The hospital moved to more modern premises on the same site in December 1998. In 2013 Finance Minister Simon Hamilton announced that a new children's hospital would be built on the same site at a cost of £250 million.

== Notable medical staff ==
Notable medical staff include:
- Joseph Nelson – Eye and ear specialist. He was reputed to have a larger than life, eccentric personality. He marched with Garibaldi in Italy, ran a tea plantation in India, and was a president of the Ulster Medical Society.
- Brice Smyth – Founding physician. Ex-president of the British Gynaecological Society. He was honoured with a wall plaque outside the medical ward.
- John Fagan – Founding surgeon. Instrumental in the invention of the first practical air-filled tyre along with John Dunlop. He stopped practicing in 1897 after inadvertently cutting the wrong limb off a patient. His dedication plaque was placed outside the surgical ward close to Lord O'Neill's plaque.

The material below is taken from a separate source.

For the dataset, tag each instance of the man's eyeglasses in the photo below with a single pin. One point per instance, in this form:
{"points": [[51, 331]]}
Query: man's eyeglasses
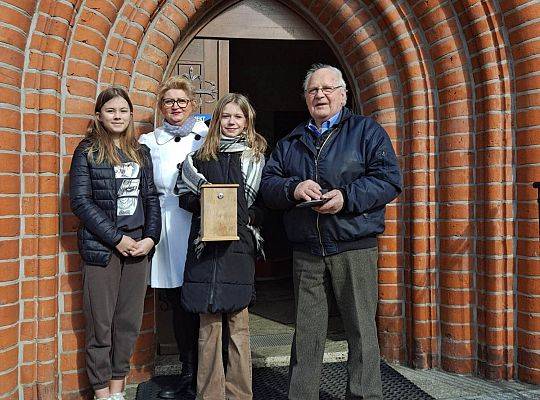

- Jessie Lennox – Founding matron. An ex-student of Florence Nightingale's school of nursing, she kept in contact with Nightingale regularly. She also assisted with the planning and research for the hospital's design, and was reported to be generally less than accommodating to the involvement of the Ladies League. Miss Lennox resigned in 1891 due to failing health. The Board found her to be almost irreplaceable.
- Morris Fraser – Scottish child psychiatrist.